Strength Ain't The Way

I once read a quote from Forbes that said something like, "for each generation to make progress, it must view the one before it as barbaric."

These days, exercise is all about muscle and strength. But in the future, we will look back on these concepts as barbaric. Why? Well, for a lot of reasons.

We're starting to realize that building muscle is not as valuable as enhancing function, i.e. those with great coordination and balance tend to be much more athletic than those with great strength.

I thought yoga was fad. Back in the 90's, all the ladies and metrosexual men were dashing into yoga classes and workshops. (I think Madonna had a lot to do with it) I was sure that yoga would be dead in ten years. I was wrong. But the way I see it, many who practice yoga still talk about how it builds strength.
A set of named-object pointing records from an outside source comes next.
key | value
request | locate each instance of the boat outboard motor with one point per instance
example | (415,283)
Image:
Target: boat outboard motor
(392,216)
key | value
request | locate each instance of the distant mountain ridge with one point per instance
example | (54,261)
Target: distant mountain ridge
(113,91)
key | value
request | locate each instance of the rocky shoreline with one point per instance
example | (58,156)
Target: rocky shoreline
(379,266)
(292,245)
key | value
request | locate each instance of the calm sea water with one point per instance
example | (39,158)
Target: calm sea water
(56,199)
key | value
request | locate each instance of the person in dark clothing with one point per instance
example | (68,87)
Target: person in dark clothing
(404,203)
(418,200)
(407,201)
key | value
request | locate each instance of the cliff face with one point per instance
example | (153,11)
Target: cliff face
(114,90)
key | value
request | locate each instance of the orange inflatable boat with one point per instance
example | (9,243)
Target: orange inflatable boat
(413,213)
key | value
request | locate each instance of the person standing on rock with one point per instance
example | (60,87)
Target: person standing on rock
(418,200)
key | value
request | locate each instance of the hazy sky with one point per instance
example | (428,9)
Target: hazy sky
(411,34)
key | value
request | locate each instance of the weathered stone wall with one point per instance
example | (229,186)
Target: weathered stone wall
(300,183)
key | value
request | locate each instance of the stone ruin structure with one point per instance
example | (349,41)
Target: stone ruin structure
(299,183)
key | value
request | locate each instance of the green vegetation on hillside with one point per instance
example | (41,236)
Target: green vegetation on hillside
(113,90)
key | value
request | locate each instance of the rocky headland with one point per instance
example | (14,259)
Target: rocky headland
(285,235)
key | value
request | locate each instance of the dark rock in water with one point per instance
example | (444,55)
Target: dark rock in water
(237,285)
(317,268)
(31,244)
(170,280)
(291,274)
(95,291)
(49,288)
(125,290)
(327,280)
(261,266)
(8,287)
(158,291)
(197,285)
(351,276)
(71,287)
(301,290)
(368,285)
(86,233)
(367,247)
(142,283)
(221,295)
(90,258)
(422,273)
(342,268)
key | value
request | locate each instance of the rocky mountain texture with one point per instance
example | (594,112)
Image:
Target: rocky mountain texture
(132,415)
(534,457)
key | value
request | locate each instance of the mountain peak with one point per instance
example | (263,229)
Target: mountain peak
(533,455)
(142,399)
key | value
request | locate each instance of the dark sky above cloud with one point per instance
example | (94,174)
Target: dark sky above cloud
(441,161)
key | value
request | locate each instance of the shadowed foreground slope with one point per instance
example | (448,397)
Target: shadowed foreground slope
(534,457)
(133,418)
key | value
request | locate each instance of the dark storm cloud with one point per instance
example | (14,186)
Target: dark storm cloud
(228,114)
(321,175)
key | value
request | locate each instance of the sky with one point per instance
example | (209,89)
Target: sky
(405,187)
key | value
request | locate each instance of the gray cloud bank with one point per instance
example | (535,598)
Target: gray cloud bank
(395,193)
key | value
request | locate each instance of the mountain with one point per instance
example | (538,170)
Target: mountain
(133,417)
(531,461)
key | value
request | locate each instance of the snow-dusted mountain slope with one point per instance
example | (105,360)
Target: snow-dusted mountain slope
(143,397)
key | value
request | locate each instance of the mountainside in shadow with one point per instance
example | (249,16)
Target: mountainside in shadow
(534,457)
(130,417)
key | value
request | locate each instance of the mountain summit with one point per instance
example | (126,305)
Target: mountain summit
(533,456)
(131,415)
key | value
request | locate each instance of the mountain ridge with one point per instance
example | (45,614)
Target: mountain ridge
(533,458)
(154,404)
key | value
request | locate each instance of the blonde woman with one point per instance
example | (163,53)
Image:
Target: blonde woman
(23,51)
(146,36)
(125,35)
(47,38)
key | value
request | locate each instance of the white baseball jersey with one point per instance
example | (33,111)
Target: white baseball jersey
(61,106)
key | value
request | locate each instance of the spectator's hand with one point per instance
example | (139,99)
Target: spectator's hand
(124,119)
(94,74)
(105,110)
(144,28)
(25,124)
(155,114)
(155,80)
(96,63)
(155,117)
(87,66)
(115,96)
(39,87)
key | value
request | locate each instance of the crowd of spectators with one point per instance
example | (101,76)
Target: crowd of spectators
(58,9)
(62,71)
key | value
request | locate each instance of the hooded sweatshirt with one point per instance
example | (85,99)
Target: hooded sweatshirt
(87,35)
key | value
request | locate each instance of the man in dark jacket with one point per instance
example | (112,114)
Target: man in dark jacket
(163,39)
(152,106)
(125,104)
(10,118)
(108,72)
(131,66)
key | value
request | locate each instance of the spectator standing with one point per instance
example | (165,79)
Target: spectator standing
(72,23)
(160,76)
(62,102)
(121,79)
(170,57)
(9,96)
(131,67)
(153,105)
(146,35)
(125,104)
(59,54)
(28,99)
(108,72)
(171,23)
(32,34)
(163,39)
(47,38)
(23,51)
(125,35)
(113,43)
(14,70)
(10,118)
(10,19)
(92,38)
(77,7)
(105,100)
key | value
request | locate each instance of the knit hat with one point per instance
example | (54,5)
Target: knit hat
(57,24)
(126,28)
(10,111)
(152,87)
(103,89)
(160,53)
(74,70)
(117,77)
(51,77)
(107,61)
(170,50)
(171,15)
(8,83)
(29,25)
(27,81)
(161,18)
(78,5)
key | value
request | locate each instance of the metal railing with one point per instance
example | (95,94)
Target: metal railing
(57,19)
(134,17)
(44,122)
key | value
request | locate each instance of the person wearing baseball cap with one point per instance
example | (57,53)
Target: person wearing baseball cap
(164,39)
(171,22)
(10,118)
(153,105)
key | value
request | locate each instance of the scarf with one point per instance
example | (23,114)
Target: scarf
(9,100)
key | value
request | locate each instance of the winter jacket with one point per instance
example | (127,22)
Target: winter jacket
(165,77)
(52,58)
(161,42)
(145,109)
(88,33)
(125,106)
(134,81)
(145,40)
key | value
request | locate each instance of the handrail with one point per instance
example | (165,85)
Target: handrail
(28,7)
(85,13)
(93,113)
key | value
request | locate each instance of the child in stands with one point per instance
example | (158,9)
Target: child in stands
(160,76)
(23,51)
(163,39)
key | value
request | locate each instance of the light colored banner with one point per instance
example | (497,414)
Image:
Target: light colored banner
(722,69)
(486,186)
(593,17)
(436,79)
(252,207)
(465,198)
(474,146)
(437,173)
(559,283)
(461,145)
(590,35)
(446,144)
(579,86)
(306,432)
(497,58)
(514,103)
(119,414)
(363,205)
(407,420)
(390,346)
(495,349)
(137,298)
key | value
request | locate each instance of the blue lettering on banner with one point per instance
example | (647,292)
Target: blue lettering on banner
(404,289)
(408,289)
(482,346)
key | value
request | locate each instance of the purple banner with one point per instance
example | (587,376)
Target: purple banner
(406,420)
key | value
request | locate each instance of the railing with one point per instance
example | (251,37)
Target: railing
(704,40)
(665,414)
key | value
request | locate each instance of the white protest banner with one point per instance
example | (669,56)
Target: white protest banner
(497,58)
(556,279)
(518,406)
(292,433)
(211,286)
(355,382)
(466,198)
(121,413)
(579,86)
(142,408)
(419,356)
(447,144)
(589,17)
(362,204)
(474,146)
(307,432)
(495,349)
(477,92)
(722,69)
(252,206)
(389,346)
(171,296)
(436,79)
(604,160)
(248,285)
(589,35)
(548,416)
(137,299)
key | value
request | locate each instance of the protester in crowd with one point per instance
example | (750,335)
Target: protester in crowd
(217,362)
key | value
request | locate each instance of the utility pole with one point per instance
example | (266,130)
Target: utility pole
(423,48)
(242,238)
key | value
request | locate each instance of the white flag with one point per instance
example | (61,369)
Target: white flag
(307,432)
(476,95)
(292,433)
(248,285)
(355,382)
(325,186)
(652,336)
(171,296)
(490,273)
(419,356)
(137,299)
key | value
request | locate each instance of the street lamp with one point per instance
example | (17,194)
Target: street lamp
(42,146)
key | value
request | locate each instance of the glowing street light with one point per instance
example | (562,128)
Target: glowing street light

The hottest emerging exercise is called functional exercise or (gulp) "functional fitness." The concept is that conventional weight training isolates and builds muscles, but it doesn't "teach" those muscle groups to work with other muscles. So "functional" movements focus less on raw strength and more on integration and coordination. These are more like whole-body exercises that will help you lift a toddler out of a car seat or carry a 60-pound suitcase down the stairs.

Doctors and trainers are closing in on the exercise of the future. They know "functional" is better than strong, and that stretching (yoga) is really important. Tai Chi is all that and a bag of chips.

Tai Chi is all about coordination. In fact, the movements are slow so that you can fine tune your coordination. When you move slowly, you begin to feel which parts are not linked up. In the west, we view "coordination" as aggregate. But in Tai Chi, there are six coordinations: three exterior (shoulders & hips; elbows & knees; hands & legs) and three interior (heart & intention; intention & chi; chi & strength). At higher levels, all six must also coordinate.

Tai Chi is also a phenomenon of stretching. Sure, yoga gets you stretched, but not like Tai Chi. Tai Chi focuses on "functional" stretching in the waist and hips so that you can stand on your feet, balance very well, and turn your body at will. Tai Chi masters can move like the wind.

Tai Chi focuses on cultivation of "chi" or life energy. The chi provides amazing speed and power. While a western trainer might believe this is just an alternative method of strength training, the Tenets of Tai Chi translate STRENGTH with the word "Li." In Tai Chi, strength is forbiddenand "Li" is a dirty word.

My teacher's father once wrote, "when you practice Tai Chi there should not be a single iota of brute strength remaining in your sinews."

The popularity of yoga has paved a perfect path for Tai Chi. Time Magazine calls Tai Chi "the perfect exercise," and it is. In 20 years, we will look back and say, "how silly that we used to focus on strength."